◆二十一◆

 

 座敷童子は、神野によって無事に分家筋の家へ送られたらしい。俺は突然の別れに、少し気分が落ち込んだ。少しの間とはいえ人懐っこい笑顔を向けられていたのだ。
「それにしても、話が通じない子を相手にするのは結構大変だな」
 暗い夜道を家へ向かって歩きながらふっと呟く。隣で神野が頷いた。
「そうだな。話が通じない相手、自分が言っていることが分かってもらえない相手。どれも面倒だ」
「面倒って言い方は、どうかと思うけど」
 微かに棘が感じられる言い方に静かに訂正を入れる。神野は軽く肩を竦めると、歩き続けながら口を開いた。
「お前も面倒に思われているだろう。桐生千影から」
 突然神野の唇から零れたその名前に、俺の心臓は跳ね上がった。
 面倒に思われている。
 それを自分で確かめるだけなら、心は痛まない。けれど改めて他人からそれを指摘されると、胸に鈍い痛みのような違和感が広がった。
「私はお前が分からない」
 続けて呟いた神野に、俺は顔を上げて眉を寄せる。神野の横顔は、どこまでも平静だった。
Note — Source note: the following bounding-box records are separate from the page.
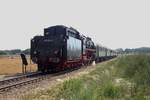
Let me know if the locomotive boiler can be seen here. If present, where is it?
[31,25,96,72]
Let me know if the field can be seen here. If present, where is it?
[0,56,37,75]
[23,55,150,100]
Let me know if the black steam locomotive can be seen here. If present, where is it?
[31,25,116,72]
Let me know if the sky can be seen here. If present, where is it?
[0,0,150,50]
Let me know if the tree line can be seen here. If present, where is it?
[0,49,30,55]
[0,47,150,55]
[116,47,150,54]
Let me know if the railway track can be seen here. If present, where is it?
[0,69,78,94]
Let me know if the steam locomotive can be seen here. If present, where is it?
[31,25,117,72]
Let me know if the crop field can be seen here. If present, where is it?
[0,56,37,75]
[23,55,150,100]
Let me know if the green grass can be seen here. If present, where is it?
[23,55,150,100]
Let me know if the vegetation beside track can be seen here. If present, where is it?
[23,55,150,100]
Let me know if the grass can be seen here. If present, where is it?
[0,56,36,75]
[23,55,150,100]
「なぜ桐生千影にこだわるのか。なぜ彼女を救いたいと思うのか」
 神野はそう言ったと同時に、表情を険しくした――いや。難しくした、という方が的確だろう。神野の横顔は先程とは打って変わって理解し難いという、そんな感情が露わになっていた。
「澄花のときは理解できた。柊のときも理解できた。お前は二人に自分自身を投影したのだと分かったからだ」
 投影≠ニいう言葉を紡いだ神野は、酷く痛々しそうに見えた。まるで自分自身への戒めの言葉のように、まるでその気持ちがよく分かるというように。
 神野と出会って、そろそろ一年が経とうとしている。けれどこんな神野の表情を見たのは初めてだった。
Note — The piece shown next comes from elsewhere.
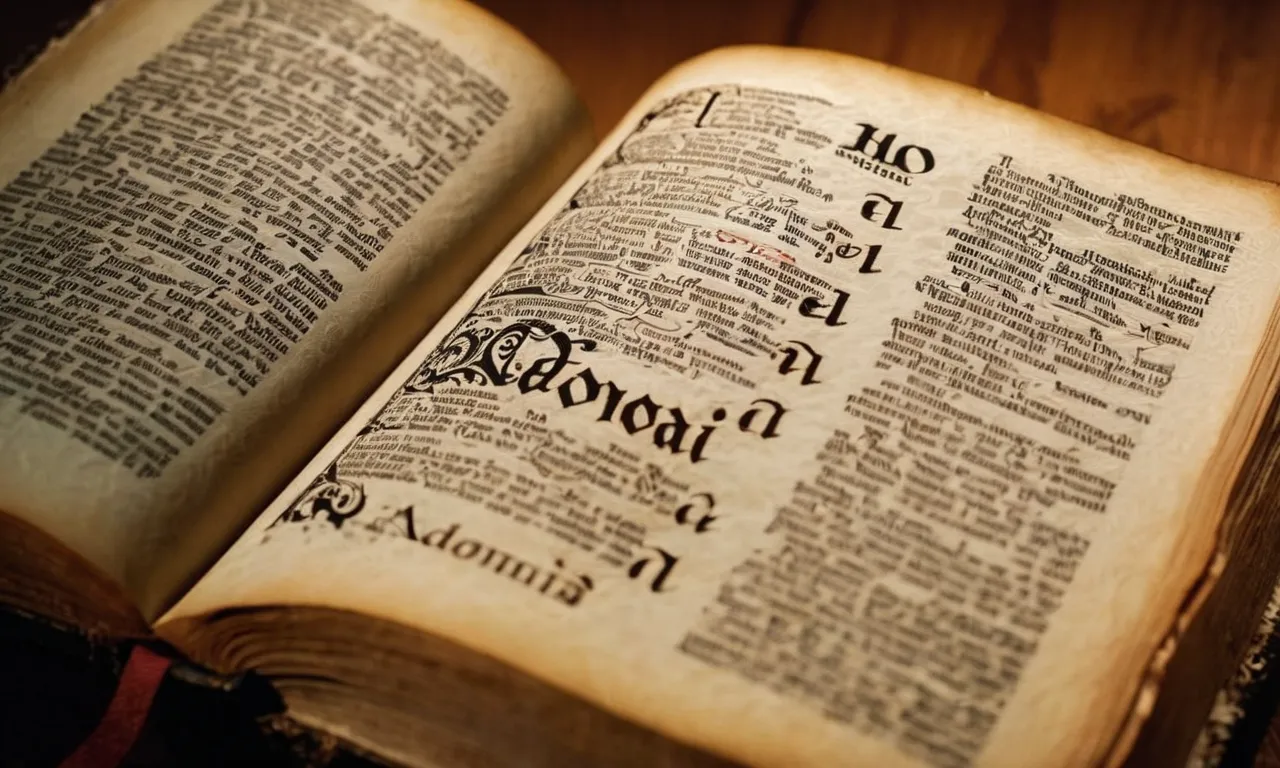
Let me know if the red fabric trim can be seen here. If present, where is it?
[59,645,170,768]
「では桐生千影にもお前は自分自身を映したのか? ――違う。お前と桐生千影の間に共通点はない。ではなぜ、お前は桐生千影にそれほどまでに執着するんだ?」
 神野は一人、言い切ると歩を止めて俺を振り返った。その瞳が求めているのは、偽りのない答えだけだった。神野から威圧感は感じられない。けれど、原因不明の胸の苦しみを起こさせるような、そんな空気が漂っている。
「なぜ、桐生千影に執着するのか――?」
 無意識に目を伏せて、神野の言葉を繰り返す。
 なぜ? ――分からない。
 俺は桐生に固執しているのか? ――きっと、している。
 その理由は、何だ?
「桐生に自分自身を投影したことは、今まで一度だってない。桐生と俺は生き方も感じ方も違うから」
 そう呟いてから目を上げると、闇に溶け込むことなくしっかりと俺を見下ろす神野と目が合った。
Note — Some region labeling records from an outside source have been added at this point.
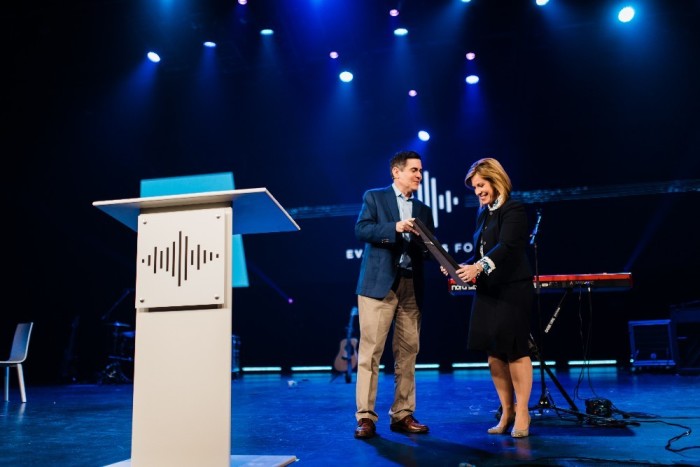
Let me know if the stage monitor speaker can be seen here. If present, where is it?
[671,304,700,373]
[628,319,676,370]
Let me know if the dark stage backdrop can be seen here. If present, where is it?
[5,0,700,384]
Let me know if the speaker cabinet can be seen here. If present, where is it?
[628,319,677,369]
[671,306,700,373]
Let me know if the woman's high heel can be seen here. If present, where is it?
[486,415,515,435]
[510,414,532,438]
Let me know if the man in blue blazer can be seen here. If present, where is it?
[355,151,435,439]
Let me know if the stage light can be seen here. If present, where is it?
[617,6,634,23]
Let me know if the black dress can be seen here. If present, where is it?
[467,199,535,361]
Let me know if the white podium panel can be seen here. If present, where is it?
[93,188,299,467]
[136,208,226,308]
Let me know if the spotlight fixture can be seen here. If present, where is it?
[617,6,634,23]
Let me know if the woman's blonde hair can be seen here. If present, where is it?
[464,157,513,202]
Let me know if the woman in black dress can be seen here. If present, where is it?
[457,158,535,438]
「桐生のこと、どうしてそっとしておいてやれないんだろうって、自分でも分からないんだ。思ったよ。今日、桐生と一緒に帰ったとき。神野と会うその瞬間まで、思ってた。『桐生の望みを果たさせて、死なせてやることが一番なのかもしれない』って」
 生々しく甦る感情に、自分の情けなさを再び思い知る。
 この世にはどうしようもないことがあると思う。それはどんな形であれ、一度は降りかかりぶち当たる問題として、人生に浮上する。能力の限界、思考の限界。そして、生まれ持った災厄。
 自分の力だけではどうしようもないことがあるのだと、嫌というほどに知りながら生きてきた。それでも足掻かずにはいられない。そして今がそのときだった。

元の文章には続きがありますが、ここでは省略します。